Studio album by Ben Harper & the Innocent Criminals
- Released: August 28, 2007
- Studios: Gang Studios, Paris
- Genres: Rock; blues rock; pop rock; alternative rock; rhythm and blues; folk rock;
- Length: 40:54
- Label: Virgin
- Producer: Ben Harper

Ben Harper & the Innocent Criminals chronology
| Both Sides of the Gun (2006) | Lifeline (2007) | White Lies for Dark Times (2009) |

Singles from Lifeline
- "Fight Outta You" Released: 2007; "In the Colors" Released: 2008; "Fool for a Lonesome Train" Released: 2008;

= Lifeline (Ben Harper album) =

Ben Harper discussing Lifeline in 2007

Lifeline is an album by Ben Harper & the Innocent Criminals. It was recorded in Paris in the fall of 2006 after the lengthy European leg of the Both Sides of the Gun tour. Harper and the Innocent Criminals wrote the tracks while on tour and would rehearse the songs during sound checks while at each venue. Recorded in only seven days on analog, the album was released on August 28, 2007. It is Harper's eighth album.

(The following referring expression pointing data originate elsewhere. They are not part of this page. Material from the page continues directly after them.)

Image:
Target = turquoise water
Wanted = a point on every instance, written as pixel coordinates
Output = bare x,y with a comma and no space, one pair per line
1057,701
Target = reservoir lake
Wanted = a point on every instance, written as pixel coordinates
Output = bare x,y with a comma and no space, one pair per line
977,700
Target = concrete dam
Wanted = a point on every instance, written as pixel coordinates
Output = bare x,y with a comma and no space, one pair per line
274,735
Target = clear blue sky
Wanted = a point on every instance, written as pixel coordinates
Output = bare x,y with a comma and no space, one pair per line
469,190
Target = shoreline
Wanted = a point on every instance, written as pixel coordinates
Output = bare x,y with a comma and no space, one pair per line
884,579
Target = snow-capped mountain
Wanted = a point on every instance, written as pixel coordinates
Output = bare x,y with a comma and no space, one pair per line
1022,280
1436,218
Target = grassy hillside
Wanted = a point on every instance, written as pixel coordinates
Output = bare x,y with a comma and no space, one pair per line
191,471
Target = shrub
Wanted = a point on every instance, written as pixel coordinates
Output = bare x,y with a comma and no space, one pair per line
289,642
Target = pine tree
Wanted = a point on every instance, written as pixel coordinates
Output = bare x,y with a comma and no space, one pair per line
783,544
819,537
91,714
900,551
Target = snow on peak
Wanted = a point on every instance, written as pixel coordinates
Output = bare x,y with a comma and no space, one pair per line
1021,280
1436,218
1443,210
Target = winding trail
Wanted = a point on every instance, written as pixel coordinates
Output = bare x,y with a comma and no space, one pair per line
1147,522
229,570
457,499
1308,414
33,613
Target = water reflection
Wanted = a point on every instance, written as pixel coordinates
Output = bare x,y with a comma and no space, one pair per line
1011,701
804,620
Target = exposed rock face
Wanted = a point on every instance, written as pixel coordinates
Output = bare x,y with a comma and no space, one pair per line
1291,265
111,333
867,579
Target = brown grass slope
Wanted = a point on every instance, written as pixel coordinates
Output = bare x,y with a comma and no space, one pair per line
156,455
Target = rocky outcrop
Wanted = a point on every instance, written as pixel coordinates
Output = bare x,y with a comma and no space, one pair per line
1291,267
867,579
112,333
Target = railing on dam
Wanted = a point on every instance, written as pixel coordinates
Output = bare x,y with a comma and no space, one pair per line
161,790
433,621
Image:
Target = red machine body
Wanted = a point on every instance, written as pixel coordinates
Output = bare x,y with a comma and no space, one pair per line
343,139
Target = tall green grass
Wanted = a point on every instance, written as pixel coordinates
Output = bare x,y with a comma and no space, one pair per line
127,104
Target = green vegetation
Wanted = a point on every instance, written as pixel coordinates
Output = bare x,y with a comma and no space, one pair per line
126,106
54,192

Lifeline debuted at number 9 on the US Billboard 200 chart, selling about 41,000 copies in its first week. As of November 2008, the album has sold 173,000 copies in United States.

==Reception==

Rolling Stone said that Lifeline "mostly succeeds in warming ways, especially at the end." Thom Jurek at AllMusic described the album as "...a deeply focused, loose, and laid-back record that is musically compelling and deeply soulful, and contains some of Harper's finest songs to date".

Professional ratings
Review scores
| Source | Rating |
| AllMusic | Star Half star |
| The Brag | Star |
| Entertainment Weekly | B+ |
| MusicOMH | Star |
| Okayplayer | Star |
| Rolling Stone | Star Half star |
| Robert Christgau | (choice cut) |

==Track listing==
All songs written by Ben Harper & The Innocent Criminals, except "Paris Sunrise #7" and "Lifeline" written by Ben Harper.
1. "Fight Outta You" – 4:10
2. "In the Colors" – 2:57
3. "Fool for a Lonesome Train" – 3:30
4. "Needed You Tonight" – 2:46
5. "Having Wings" – 3:27
6. "Say You Will" – 2:58
7. "Younger Than Today" – 3:24
8. "Put It on Me" – 3:30
9. "Heart of Matters" – 4:31
10. "Paris Sunrise #7" – 5:17
11. "Lifeline" – 4:28

==Personnel==
- Ben Harper – guitars, vocals
- Juan Nelson – bass
- Oliver Charles – drums
- Michael Ward – guitar
- Jason Yates – keyboards
- Leon Mobley – percussion
- Michelle Haynes, Rovleta Fraser – backing vocals

==Charts==

===Weekly charts===

Weekly chart performance for Lifeline
| Chart (2007) | Peak position |
|---|---|
| Australian Albums (ARIA) | 7 |
| Belgian Albums (Ultratop Flanders) | 13 |
| Belgian Albums (Ultratop Wallonia) | 6 |
| Canadian Albums (Billboard) | 3 |
| Dutch Albums (Album Top 100) | 75 |
| French Albums (SNEP) | 1 |
| Italian Albums (FIMI) | 1 |
| New Zealand Albums (RMNZ) | 6 |
| Portuguese Albums (AFP) | 5 |
| Spanish Albums (Promusicae) | 22 |
| Swiss Albums (Schweizer Hitparade) | 1 |
| US Billboard 200 | 9 |
| US Top Rock Albums (Billboard) | 2 |

===Year-end charts===

2007 year-end chart performance for Lifeline
| Chart (2007) | Position |
|---|---|
| French Albums (SNEP) | 44 |
| Swiss Albums (Schweizer Hitparade) | 73 |

2008 year-end chart performance for Lifeline
| Chart (2008) | Position |
|---|---|
| French Albums (SNEP) | 152 |

==Certifications and sales==

Certifications and sales for Lifeline
| Region | Certification | Certified units/sales |
| Australia (ARIA) | Gold | 35,000^{^} |
| France (SNEP) | Gold | 200,000 |
| Switzerland (IFPI Switzerland) | Gold | 15,000^{^} |
^{^} Shipments figures based on certification alone.